Это был мой первый литературный подвиг, и могу сказать, что именно этот момент посеял в моей душе любовь к той славе, что зависит от литературы, потому что аплодисменты доставили меня на вершину счастья. Англичанин, удивленный, сказав, что ни один мальчик в возрасте одиннадцати лет не сделал бы такого, подарил мне свои часы, после поцеловал меня несколько раз. Моя мать, заинтересованная, спросила г-на Гримани, что эти стихи означают, но поскольку он понял не больше её, ответил г-н Баффо, который сказал ей все на ухо; пораженная моей ученостью, она поспешила взять золотые часы и подарить их моему учителю, не зная, как ещё выразить ему свою глубокую благодарность; последовала очень смешная сцена.

Моя мать, чтобы избавить его от любых выражений благодарности, презентовала ему свое лицо: речь идет о двух поцелуях, которые ничего особенного не значили в хорошей компании, но бедный человек опешил до такой степени, что хотел скорее сейчас же умереть, чем дать их ей. Он ретировался, опустив голову, и был оставлен в покое до поры, пока мы не пошли спать. Он ждал, чтобы излить душу, пока мы не остались одни в нашей комнате. Он сказал мне, что жаль, что он не может опубликовать в Падуе ни двустишие, ни мой ответ.

– Почему?

– Потому что это стыдно, но это возвышенное. Ложимся спать и не будем больше говорить об этом. Твой ответ прекрасен, потому что ты не можешь знать ни сути дела, ни умения складывать стихи.

Что касается сути, я её знал в теории, уже прочитав Мерсиуса, тайно, разумеется, потому что это было мне запрещено, но он имел основания быть удивленным, что я был в состоянии сложить стих, потому что он сам, кто научил меня просодии, никогда не мог сочинить хоть одного. Nemo dat quod non habet[19] является ошибочной аксиомой в морали. Четыре дня спустя, к моменту нашего отъезда, моя мать дала мне пакет, в котором был подарок для Беттины, и аббат Гримани дал мне четыре цехина, чтобы купить книг. Восемь дней спустя моя мать уехала в Петербург.

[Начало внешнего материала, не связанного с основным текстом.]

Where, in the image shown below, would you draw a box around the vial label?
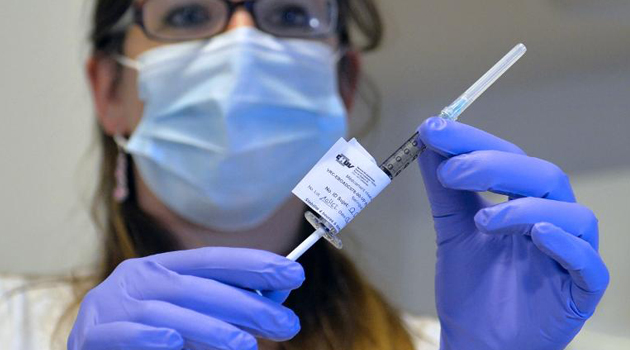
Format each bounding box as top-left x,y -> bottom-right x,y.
292,138 -> 391,232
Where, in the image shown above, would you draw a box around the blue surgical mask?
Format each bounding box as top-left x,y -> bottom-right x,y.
120,28 -> 346,231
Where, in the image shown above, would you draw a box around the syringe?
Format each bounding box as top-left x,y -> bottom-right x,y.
287,44 -> 527,261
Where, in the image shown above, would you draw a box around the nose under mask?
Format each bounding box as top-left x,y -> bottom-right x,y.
116,28 -> 347,231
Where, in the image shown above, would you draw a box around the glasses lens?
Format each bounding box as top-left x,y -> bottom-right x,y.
142,0 -> 228,40
254,0 -> 338,38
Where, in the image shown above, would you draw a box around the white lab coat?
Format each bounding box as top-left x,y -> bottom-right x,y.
0,275 -> 440,350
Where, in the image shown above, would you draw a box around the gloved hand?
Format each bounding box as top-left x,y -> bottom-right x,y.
418,117 -> 609,350
68,247 -> 304,350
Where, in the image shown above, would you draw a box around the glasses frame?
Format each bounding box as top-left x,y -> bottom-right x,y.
110,0 -> 340,42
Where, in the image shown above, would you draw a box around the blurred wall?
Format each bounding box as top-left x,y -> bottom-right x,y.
0,0 -> 630,349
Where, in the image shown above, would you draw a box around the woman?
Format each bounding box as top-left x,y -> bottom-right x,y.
3,0 -> 608,350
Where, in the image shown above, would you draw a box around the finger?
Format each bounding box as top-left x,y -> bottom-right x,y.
418,142 -> 486,244
532,223 -> 610,317
262,290 -> 291,304
475,197 -> 599,250
135,262 -> 299,339
148,247 -> 304,290
129,300 -> 264,350
438,151 -> 575,202
418,117 -> 525,157
82,322 -> 184,350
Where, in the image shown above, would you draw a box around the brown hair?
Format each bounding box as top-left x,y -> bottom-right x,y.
59,0 -> 412,350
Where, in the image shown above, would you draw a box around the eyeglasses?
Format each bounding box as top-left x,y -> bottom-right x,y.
112,0 -> 339,41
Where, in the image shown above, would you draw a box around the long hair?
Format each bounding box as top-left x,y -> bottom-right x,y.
58,0 -> 412,350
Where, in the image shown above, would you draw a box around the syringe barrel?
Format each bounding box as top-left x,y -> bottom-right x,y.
380,132 -> 424,179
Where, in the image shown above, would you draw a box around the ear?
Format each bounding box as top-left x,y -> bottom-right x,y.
339,50 -> 361,111
85,55 -> 127,136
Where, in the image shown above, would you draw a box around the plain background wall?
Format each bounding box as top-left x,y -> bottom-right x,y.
0,0 -> 630,349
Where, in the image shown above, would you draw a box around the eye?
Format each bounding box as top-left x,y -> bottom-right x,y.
163,4 -> 212,28
268,5 -> 312,28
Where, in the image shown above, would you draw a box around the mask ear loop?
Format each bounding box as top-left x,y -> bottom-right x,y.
112,132 -> 129,203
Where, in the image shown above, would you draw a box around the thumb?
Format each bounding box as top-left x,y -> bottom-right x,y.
418,139 -> 484,244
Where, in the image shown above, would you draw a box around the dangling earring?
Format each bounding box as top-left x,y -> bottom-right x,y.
113,134 -> 129,203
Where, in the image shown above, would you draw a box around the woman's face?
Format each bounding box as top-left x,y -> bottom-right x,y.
87,1 -> 358,253
104,7 -> 349,135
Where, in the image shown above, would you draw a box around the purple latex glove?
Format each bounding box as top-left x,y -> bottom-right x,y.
418,117 -> 609,350
68,247 -> 304,350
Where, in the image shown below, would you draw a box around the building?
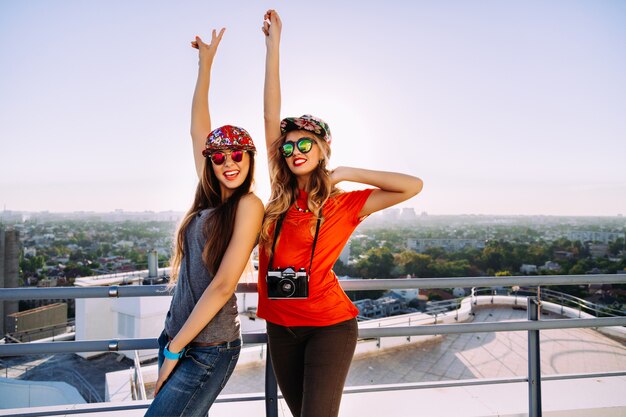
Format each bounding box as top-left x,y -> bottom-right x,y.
567,230 -> 625,243
406,238 -> 485,253
0,226 -> 20,337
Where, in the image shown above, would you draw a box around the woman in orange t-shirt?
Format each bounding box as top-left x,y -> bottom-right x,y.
257,10 -> 422,417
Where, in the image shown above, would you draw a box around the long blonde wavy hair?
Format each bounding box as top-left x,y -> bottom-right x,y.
168,151 -> 254,289
259,132 -> 342,255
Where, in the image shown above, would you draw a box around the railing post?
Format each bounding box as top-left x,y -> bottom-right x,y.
528,297 -> 541,417
265,345 -> 278,417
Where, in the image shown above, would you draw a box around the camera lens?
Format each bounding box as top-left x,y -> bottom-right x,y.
278,279 -> 296,297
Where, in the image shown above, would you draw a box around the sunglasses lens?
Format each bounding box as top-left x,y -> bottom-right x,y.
211,152 -> 226,165
280,142 -> 293,158
230,151 -> 243,162
298,138 -> 313,153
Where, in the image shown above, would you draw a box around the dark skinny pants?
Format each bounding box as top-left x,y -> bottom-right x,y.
267,319 -> 358,417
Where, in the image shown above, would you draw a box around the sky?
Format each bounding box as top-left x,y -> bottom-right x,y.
0,0 -> 626,216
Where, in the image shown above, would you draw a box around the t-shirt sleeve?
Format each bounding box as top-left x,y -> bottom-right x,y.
339,188 -> 374,225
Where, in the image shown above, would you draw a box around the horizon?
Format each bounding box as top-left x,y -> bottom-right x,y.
0,0 -> 626,217
0,206 -> 626,219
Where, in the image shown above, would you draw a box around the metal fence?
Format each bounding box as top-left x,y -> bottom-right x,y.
0,274 -> 626,417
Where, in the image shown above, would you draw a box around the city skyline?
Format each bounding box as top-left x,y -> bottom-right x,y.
0,0 -> 626,216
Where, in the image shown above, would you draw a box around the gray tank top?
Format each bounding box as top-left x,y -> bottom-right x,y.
165,209 -> 241,343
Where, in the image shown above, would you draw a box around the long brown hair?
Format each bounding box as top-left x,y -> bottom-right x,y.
259,133 -> 342,254
169,151 -> 254,287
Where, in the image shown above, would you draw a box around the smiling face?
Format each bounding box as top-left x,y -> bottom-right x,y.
207,149 -> 250,200
283,130 -> 324,177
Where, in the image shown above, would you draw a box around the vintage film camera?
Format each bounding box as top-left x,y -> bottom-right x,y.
265,266 -> 309,300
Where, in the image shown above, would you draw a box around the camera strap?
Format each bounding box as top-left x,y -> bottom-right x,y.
269,210 -> 322,276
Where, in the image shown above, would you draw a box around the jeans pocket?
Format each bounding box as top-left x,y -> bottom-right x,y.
185,347 -> 220,371
221,346 -> 241,389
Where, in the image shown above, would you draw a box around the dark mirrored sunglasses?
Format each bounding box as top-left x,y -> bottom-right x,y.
209,151 -> 245,165
280,137 -> 315,158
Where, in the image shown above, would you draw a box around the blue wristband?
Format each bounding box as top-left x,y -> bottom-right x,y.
163,341 -> 185,361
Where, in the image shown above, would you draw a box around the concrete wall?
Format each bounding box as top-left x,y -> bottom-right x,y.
7,303 -> 67,341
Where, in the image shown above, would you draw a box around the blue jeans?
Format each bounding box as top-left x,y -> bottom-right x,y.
146,332 -> 241,417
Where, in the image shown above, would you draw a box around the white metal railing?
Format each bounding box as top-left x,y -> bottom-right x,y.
0,274 -> 626,417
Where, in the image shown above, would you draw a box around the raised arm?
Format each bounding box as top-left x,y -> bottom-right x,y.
262,10 -> 283,156
154,193 -> 263,396
191,28 -> 226,178
331,167 -> 424,217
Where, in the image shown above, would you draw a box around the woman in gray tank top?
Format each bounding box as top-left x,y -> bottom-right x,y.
146,29 -> 263,416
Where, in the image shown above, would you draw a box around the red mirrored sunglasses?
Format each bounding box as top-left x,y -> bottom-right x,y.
209,151 -> 245,165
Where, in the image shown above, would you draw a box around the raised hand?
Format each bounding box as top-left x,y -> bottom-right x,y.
191,28 -> 226,65
261,9 -> 283,46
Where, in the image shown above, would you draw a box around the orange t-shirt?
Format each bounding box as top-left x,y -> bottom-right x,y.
257,189 -> 373,326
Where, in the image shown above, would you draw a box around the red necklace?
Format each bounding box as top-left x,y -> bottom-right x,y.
296,201 -> 311,213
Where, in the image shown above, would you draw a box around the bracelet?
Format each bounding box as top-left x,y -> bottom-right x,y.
163,340 -> 185,361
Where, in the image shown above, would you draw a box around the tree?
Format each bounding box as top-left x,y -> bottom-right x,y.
395,250 -> 433,277
356,247 -> 394,278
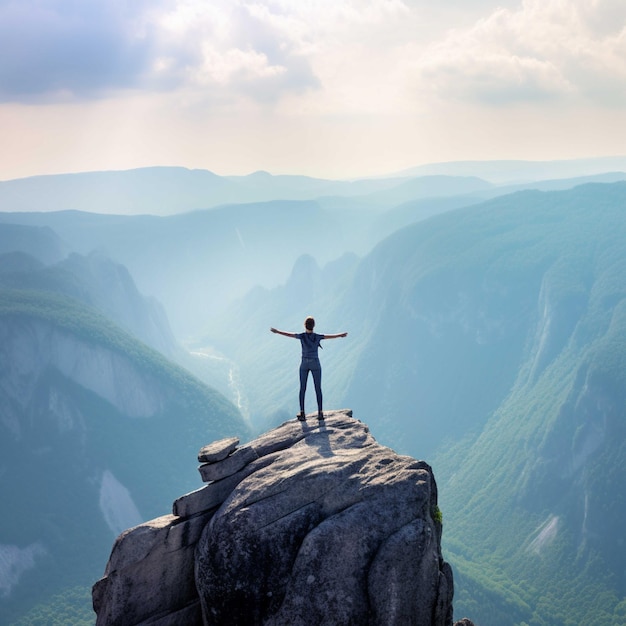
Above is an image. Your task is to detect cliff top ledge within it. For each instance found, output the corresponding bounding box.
[93,410,453,626]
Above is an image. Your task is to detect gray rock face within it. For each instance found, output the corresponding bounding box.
[93,411,453,626]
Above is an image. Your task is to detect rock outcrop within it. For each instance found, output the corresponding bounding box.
[93,411,453,626]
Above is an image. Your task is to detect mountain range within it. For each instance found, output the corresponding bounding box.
[0,164,626,626]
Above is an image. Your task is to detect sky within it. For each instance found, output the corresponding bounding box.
[0,0,626,180]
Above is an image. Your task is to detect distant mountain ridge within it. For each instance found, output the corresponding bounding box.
[0,157,626,215]
[206,182,626,626]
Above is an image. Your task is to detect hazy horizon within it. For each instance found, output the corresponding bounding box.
[0,0,626,180]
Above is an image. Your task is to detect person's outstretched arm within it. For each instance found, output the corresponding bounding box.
[270,328,296,339]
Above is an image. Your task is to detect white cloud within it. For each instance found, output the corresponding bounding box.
[412,0,626,106]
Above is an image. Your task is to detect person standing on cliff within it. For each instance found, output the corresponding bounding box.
[270,316,348,422]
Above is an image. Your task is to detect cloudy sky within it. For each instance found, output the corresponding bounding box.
[0,0,626,180]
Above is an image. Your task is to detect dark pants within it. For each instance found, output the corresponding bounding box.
[300,357,322,413]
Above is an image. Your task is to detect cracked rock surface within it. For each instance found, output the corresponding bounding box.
[93,410,453,626]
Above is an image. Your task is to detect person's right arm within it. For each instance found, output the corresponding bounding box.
[270,328,297,339]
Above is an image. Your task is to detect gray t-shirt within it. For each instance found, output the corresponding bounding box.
[296,333,324,359]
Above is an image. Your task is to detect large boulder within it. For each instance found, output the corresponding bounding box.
[94,411,453,626]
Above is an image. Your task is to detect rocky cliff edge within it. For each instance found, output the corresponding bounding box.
[93,410,453,626]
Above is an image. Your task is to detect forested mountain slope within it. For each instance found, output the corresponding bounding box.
[210,183,626,626]
[0,238,249,623]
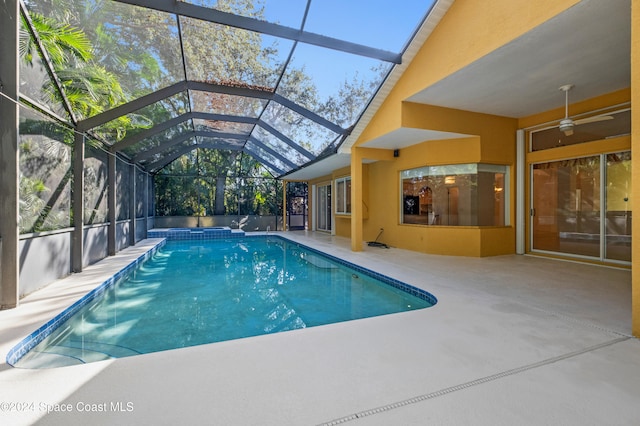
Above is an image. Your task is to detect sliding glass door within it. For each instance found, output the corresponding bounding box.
[316,183,331,231]
[531,152,631,262]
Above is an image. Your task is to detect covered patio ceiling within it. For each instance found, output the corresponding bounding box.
[21,0,434,177]
[287,0,631,180]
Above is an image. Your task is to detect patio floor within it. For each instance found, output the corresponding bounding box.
[0,231,640,426]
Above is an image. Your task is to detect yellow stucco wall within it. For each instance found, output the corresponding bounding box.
[363,128,515,257]
[356,0,579,144]
[631,0,640,337]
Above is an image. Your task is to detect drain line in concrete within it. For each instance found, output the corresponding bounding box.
[319,336,630,426]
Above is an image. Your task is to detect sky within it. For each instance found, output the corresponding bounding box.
[264,0,433,97]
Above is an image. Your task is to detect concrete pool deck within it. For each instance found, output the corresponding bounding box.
[0,232,640,425]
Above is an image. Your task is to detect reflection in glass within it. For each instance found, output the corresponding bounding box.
[401,164,509,226]
[533,156,601,257]
[605,151,631,262]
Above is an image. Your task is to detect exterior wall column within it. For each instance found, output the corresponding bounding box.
[631,0,640,337]
[0,0,20,309]
[516,129,529,254]
[351,147,363,251]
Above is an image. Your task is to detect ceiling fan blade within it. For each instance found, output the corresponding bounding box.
[573,115,613,126]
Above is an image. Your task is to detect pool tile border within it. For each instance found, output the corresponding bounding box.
[6,233,438,366]
[269,235,438,306]
[148,226,245,241]
[6,239,167,366]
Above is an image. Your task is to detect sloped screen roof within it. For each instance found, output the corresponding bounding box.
[23,0,432,177]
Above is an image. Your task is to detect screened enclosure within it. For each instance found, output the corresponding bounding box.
[19,0,430,233]
[0,0,433,294]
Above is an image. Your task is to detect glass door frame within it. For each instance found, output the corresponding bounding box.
[527,150,633,265]
[313,182,334,234]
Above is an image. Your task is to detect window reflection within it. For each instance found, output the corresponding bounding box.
[402,164,508,226]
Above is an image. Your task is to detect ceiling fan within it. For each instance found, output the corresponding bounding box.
[558,84,613,136]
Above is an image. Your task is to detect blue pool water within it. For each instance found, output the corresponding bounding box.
[15,237,435,368]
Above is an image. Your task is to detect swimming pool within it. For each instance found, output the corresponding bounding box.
[7,236,436,368]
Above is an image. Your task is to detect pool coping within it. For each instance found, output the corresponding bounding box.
[5,233,438,367]
[5,239,167,366]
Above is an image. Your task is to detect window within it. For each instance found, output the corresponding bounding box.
[336,176,351,214]
[400,164,509,226]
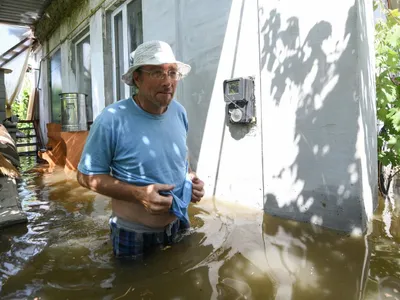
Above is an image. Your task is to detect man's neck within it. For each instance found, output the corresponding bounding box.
[133,94,168,115]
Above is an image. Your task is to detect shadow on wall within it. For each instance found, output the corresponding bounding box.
[260,4,372,231]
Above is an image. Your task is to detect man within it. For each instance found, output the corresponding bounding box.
[77,41,204,258]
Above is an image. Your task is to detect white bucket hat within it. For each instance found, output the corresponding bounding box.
[122,41,191,86]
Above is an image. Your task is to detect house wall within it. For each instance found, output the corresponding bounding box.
[33,0,376,231]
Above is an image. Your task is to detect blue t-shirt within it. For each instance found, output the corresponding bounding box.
[78,98,192,223]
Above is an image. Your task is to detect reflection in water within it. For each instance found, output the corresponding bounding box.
[0,158,400,299]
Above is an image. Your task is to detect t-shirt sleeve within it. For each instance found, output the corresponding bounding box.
[183,110,189,132]
[78,122,115,175]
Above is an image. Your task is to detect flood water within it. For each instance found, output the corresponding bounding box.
[0,157,400,300]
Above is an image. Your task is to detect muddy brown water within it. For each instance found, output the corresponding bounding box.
[0,161,400,300]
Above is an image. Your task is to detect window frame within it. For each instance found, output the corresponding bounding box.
[111,0,143,102]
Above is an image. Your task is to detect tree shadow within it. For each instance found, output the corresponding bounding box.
[260,3,375,231]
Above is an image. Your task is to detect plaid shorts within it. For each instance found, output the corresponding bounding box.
[109,218,187,259]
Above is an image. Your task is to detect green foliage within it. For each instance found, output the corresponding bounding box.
[375,3,400,168]
[11,77,32,120]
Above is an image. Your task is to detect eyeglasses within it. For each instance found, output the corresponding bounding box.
[140,69,182,81]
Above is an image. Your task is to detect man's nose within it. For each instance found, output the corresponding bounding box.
[161,74,172,86]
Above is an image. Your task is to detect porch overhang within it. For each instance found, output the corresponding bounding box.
[0,0,52,27]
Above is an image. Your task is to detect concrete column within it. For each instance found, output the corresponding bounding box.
[0,69,10,124]
[90,9,105,119]
[259,0,377,233]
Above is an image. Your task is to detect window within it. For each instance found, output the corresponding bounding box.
[50,50,62,123]
[111,0,143,101]
[74,31,93,122]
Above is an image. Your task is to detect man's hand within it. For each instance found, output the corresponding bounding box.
[137,184,175,215]
[189,172,204,203]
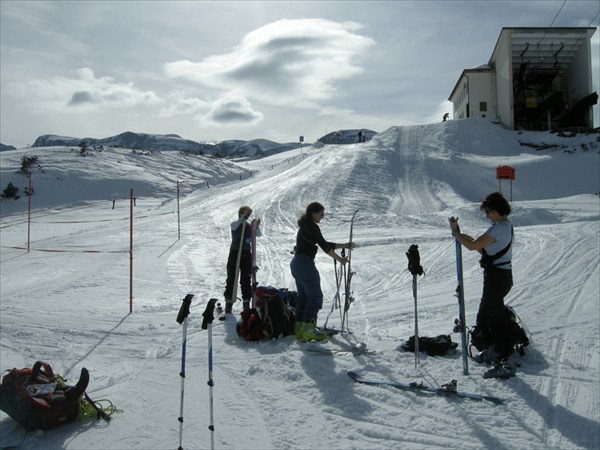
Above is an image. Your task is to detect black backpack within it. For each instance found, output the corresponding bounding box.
[469,305,529,356]
[400,334,458,356]
[236,286,295,341]
[255,286,296,339]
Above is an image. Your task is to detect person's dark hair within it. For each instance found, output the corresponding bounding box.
[298,202,325,227]
[479,192,510,216]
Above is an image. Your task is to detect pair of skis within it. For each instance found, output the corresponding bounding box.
[348,371,504,405]
[323,209,358,332]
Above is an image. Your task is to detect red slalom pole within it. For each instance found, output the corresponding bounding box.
[27,172,31,253]
[177,180,181,240]
[129,189,133,314]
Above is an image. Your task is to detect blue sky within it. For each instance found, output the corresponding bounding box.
[0,0,600,147]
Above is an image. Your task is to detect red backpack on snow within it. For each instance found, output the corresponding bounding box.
[0,361,97,431]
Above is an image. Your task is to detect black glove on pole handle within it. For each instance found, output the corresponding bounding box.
[406,244,423,369]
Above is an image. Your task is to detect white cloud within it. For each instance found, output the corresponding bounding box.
[164,19,375,105]
[11,68,161,112]
[204,94,263,125]
[159,98,210,117]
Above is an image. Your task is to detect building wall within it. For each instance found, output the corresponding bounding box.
[491,32,514,128]
[467,71,497,122]
[450,77,469,119]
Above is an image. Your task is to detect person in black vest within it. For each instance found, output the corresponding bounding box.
[223,206,262,313]
[450,192,514,376]
[290,202,354,341]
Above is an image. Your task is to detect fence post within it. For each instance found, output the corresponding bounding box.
[177,180,181,240]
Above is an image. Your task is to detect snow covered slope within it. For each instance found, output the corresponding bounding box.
[0,120,600,449]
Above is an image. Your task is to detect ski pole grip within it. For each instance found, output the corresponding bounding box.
[177,294,194,325]
[202,298,217,330]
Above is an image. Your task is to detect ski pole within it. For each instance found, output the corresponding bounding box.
[177,294,194,450]
[202,298,217,449]
[406,244,423,369]
[413,275,419,369]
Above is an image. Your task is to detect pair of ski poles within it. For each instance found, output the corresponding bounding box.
[406,229,469,375]
[177,294,217,450]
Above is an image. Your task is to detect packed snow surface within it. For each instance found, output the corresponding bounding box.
[0,119,600,449]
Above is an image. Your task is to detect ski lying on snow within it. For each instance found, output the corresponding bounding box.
[348,371,504,405]
[305,342,376,356]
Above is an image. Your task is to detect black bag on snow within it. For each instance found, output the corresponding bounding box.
[469,305,529,356]
[255,286,295,338]
[401,334,458,356]
[236,286,295,341]
[0,361,90,431]
[236,308,265,341]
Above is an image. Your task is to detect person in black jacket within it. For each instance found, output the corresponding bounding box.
[290,202,355,341]
[223,206,262,313]
[450,192,514,377]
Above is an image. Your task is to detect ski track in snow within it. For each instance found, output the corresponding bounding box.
[0,122,600,449]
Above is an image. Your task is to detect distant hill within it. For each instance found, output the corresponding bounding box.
[0,144,16,152]
[33,131,300,158]
[319,129,377,144]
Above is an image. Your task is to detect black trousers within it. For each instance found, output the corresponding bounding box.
[223,250,252,301]
[477,268,513,359]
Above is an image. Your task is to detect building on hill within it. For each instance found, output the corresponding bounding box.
[448,28,598,130]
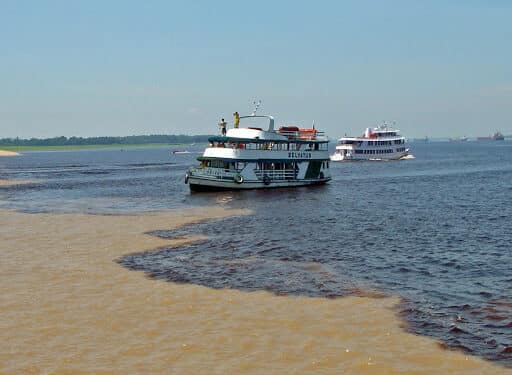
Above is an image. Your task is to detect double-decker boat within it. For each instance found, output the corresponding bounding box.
[477,131,505,141]
[330,124,409,161]
[185,113,331,191]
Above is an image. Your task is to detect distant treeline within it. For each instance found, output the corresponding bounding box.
[0,134,211,146]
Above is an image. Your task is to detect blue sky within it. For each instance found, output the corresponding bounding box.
[0,0,512,138]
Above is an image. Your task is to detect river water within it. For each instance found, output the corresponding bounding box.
[0,142,512,366]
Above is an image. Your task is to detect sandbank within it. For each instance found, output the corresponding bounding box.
[0,150,20,156]
[0,179,34,186]
[0,207,512,375]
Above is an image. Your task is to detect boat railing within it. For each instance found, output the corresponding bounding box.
[277,129,327,141]
[254,169,298,180]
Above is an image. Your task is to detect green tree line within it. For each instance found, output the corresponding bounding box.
[0,134,211,146]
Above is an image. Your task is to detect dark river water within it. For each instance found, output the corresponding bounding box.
[0,141,512,366]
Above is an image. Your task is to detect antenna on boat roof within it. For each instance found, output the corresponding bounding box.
[251,100,261,116]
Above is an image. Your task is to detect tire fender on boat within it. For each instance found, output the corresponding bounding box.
[233,173,244,184]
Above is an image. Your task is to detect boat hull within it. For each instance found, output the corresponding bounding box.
[188,177,331,192]
[329,152,409,161]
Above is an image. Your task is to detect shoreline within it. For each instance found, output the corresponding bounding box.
[0,179,36,187]
[0,143,201,152]
[0,207,512,374]
[0,150,20,156]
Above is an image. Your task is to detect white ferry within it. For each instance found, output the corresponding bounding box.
[330,124,409,161]
[185,113,331,191]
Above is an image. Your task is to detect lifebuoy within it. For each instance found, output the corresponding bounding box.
[233,173,244,184]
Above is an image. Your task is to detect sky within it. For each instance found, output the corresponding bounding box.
[0,0,512,138]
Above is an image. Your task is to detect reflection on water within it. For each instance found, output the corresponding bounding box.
[0,142,512,365]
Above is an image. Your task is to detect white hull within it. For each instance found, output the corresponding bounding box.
[329,152,409,161]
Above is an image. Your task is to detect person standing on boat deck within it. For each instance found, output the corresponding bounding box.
[233,112,240,129]
[219,119,227,136]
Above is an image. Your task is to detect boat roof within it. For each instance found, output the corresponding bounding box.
[208,136,329,144]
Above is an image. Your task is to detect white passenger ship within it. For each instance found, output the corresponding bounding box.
[185,113,331,191]
[330,124,409,161]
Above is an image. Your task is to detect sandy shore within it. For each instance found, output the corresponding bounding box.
[0,208,512,374]
[0,150,20,156]
[0,179,34,186]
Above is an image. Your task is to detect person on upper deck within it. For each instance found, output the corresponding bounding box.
[233,112,240,129]
[219,119,228,136]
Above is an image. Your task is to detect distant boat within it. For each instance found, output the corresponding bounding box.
[477,132,505,141]
[330,124,409,161]
[449,137,468,142]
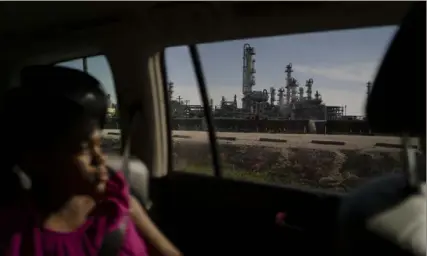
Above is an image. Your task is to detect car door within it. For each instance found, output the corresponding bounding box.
[151,23,401,255]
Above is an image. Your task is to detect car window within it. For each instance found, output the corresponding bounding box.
[165,26,422,191]
[57,55,121,154]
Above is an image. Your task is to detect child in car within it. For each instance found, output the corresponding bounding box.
[0,66,180,256]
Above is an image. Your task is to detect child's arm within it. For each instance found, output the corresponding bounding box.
[130,196,182,256]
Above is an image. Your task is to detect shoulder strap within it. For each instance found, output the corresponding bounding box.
[98,109,137,256]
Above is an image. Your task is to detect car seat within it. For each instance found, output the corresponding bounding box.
[338,2,427,256]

В Падуе мой учитель только и говорил о моей матери каждый день и по любому поводу в продолжение трех или четырех месяцев, но Беттина особенно привязалась к моей персоне, когда обнаружила в пакете пять локтей черного сендала, называемого люстрин, и двенадцать пар перчаток. Она заботилась о моих волосах так, что менее чем за шесть месяцев я оставил свой парик. Она приходила убирать мои волосы каждый день, и часто, когда я был еще в постели, говоря, что нет времени ждать, пока я оденусь. Она мыла мне лицо, шею и грудь, и она осыпала меня детскими ласками, по сути невинными, но вызывавшими во мне дурные желания. Будучи на три года моложе ее, я полагал, что она не может любить меня с дурными намерениями, и это отвращало меня от себя самого. Как-то, сидя на моей постели, она сказала, что мне это понравится, и что для того, чтобы убедить меня, она сделает это своими собственными руками и доставит мне удовольствие. Я позволил ей это из страха, что она заметит мою чувствительность. Когда она говорила мне, что у меня мягкая кожа, щекотка заставила меня отодвинуться, и я был зол на себя, что не решился делать с ней то же самое, но рад, что она не могла догадаться, чего я хотел. После того, как она привела меня в порядок, она подарила мне самых сладких поцелуев, называя меня своим дорогим ребенком, но, несмотря на свое желание, я не осмелился вернуть их ей. Когда она, наконец, стала высмеивать мою застенчивость, я начал также возвращать ей поцелуи, но кончил прежде, чем почувствовал себя способным пойти дальше: я отвернул голову в сторону, делая вид, что что-то ищу, и она ушла.